Connection refused after SSL handshake

1
votes

I'm trying to connect to a WCF server that needs a client cert. I've imported the client cert into a JKS file locally and provided the cert location to the JAXWS client using the -Djavax.net.ssl*** options. The SSL debug prints the below information before it finally gets a Connection refused exception. Apparently the handshake seems to successful but then a closeInternal(true) is called and then the exception. Any clues/ideas are much appreciated. Thanks in advance.

... no IV used for this cipher
main, WRITE: TLSv1 Change Cipher Spec, length = 17
*** Finished
verify_data:  { 68, 26, 22, 198, 55, 196, 10, 167, 6, 30, 206, 143 }
***
main, WRITE: TLSv1 Handshake, length = 32
main, READ: TLSv1 Change Cipher Spec, length = 17
main, READ: TLSv1 Handshake, length = 32
*** Finished
verify_data:  { 233, 31, 138, 146, 138, 210, 137, 249, 81, 126, 169, 166 }
***
%% Cached client session: [Session-3, SSL_RSA_WITH_RC4_128_MD5]
main, READ: TLSv1 Application Data, length = 469
main, called close()
main, called closeInternal(true)
main, SEND TLSv1 ALERT:  warning, description = close_notify
main, WRITE: TLSv1 Alert, length = 18
Exception in thread "main" com.sun.xml.internal.ws.wsdl.parser.InaccessibleWSDLException: 2 counts of InaccessibleWSDLException.

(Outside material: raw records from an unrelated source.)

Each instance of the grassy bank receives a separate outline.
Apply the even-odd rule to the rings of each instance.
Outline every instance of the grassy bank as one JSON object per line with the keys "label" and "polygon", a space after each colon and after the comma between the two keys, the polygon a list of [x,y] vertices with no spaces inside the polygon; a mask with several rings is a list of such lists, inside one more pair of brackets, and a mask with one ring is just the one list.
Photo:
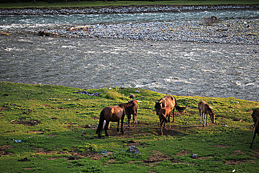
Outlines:
{"label": "grassy bank", "polygon": [[[103,89],[87,90],[102,92],[101,97],[73,93],[79,90],[0,82],[1,172],[259,171],[259,137],[251,149],[252,129],[236,128],[253,124],[252,111],[258,108],[259,102],[175,96],[179,105],[190,107],[184,113],[176,112],[172,129],[164,130],[165,135],[161,136],[154,107],[164,94],[130,88],[118,89],[120,94],[110,95]],[[126,124],[123,135],[116,131],[117,125],[112,123],[110,137],[98,139],[95,128],[102,108],[126,103],[132,93],[139,101],[138,127],[127,128]],[[118,98],[113,98],[115,95]],[[199,126],[197,105],[201,100],[213,107],[216,124]],[[130,153],[130,145],[136,146],[141,154]],[[198,159],[192,159],[192,153]]]}
{"label": "grassy bank", "polygon": [[217,5],[217,4],[259,4],[258,0],[156,0],[149,1],[110,1],[103,2],[102,0],[81,1],[47,3],[36,1],[28,3],[0,3],[0,8],[26,8],[26,7],[93,7],[107,5]]}

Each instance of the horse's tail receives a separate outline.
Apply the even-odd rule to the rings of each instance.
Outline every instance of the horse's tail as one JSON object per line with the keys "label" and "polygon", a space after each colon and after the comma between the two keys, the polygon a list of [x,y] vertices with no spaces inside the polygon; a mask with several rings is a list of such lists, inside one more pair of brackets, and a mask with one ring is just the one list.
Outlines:
{"label": "horse's tail", "polygon": [[100,118],[99,119],[99,124],[98,125],[97,129],[96,130],[96,134],[98,134],[100,131],[102,130],[102,127],[103,126],[103,122],[104,121],[104,110],[103,110],[100,114]]}
{"label": "horse's tail", "polygon": [[185,109],[186,109],[186,108],[188,107],[188,106],[184,106],[184,107],[179,106],[178,104],[177,104],[176,99],[175,99],[175,98],[174,97],[173,97],[173,98],[174,98],[174,103],[175,103],[175,108],[177,109],[177,111],[178,111],[179,112],[182,112]]}

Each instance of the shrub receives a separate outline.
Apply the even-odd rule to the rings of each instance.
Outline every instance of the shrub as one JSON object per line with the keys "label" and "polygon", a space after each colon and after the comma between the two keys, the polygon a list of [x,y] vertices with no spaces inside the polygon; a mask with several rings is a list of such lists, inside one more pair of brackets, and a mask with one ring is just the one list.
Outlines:
{"label": "shrub", "polygon": [[123,93],[120,92],[120,89],[118,87],[115,88],[103,87],[103,88],[106,95],[106,98],[109,99],[115,100],[121,98],[122,99],[127,99],[127,97]]}

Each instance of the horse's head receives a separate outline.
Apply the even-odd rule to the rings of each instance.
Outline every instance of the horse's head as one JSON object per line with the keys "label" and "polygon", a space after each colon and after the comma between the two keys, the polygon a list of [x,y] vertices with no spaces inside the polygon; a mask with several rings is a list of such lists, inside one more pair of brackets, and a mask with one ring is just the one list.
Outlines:
{"label": "horse's head", "polygon": [[157,112],[157,115],[158,115],[159,114],[159,111],[161,109],[162,106],[161,103],[159,102],[156,102],[155,105],[155,109],[156,109],[156,111]]}

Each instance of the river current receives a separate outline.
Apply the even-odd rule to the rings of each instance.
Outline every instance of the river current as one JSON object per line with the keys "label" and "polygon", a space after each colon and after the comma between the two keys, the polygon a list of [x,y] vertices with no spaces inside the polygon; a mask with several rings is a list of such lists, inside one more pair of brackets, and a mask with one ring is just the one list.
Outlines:
{"label": "river current", "polygon": [[[229,14],[233,11],[226,11],[227,17],[240,19],[240,13]],[[216,12],[209,15],[227,16]],[[0,36],[0,81],[82,88],[141,87],[173,95],[259,101],[258,45],[53,38],[32,32],[53,26],[190,19],[183,18],[187,14],[182,13],[176,18],[162,13],[147,19],[137,19],[133,14],[105,16],[110,20],[100,14],[74,15],[74,20],[71,15],[1,16],[0,28],[11,34]],[[197,13],[206,12],[184,13],[198,17]],[[257,13],[242,17],[258,19]],[[113,15],[120,16],[108,16]],[[98,17],[90,19],[94,15]]]}

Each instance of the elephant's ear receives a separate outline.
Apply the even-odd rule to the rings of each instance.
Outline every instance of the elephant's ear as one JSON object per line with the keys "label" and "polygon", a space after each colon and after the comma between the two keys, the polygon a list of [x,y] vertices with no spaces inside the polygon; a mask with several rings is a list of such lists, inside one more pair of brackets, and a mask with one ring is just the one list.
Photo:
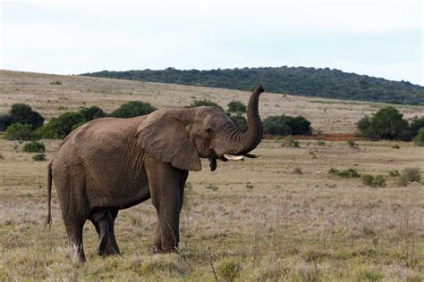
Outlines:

java.net.ConnectException: Connection refused: connect
java.net.ConnectException: Connection refused: connect

    at com.sun.xml.internal.ws.wsdl.parser.RuntimeWSDLParser.tryWithMex(RuntimeWSDLParser.java:161)
    at com.sun.xml.internal.ws.wsdl.parser.RuntimeWSDLParser.parse(RuntimeWSDLParser.java:133)
    at com.sun.xml.internal.ws.client.WSServiceDelegate.parseWSDL(WSServiceDelegate.java:254)
    at com.sun.xml.internal.ws.client.WSServiceDelegate.<init>(WSServiceDelegate.java:217)
    at com.sun.xml.internal.ws.client.WSServiceDelegate.<init>(WSServiceDelegate.java:165)
    at com.sun.xml.internal.ws.spi.ProviderImpl.createServiceDelegate(ProviderImpl.java:93)
    at javax.xml.ws.Service.<init>(Service.java:56)
    at com.acs.echo.gen.EchoService.<init>(EchoService.java:46)
    at com.acs.echo.client.EchoClient.invokeWebService(EchoClient.java:43)
    at com.acs.echo.client.EchoClient.main(EchoClient.java:17)
1
javassljax-wsclient-certificates

1 Answers

0
votes

The SSL handshake and TCP connection to the server are succeeding, but the retrieval of the WSDL is failing. It appears to be coming from a non-SSL host that is giving you 'connection refused', which means that nothing is listened at the port specified in the WSDL RL, or maybe an intervening firewall has vetoed the connect attempt.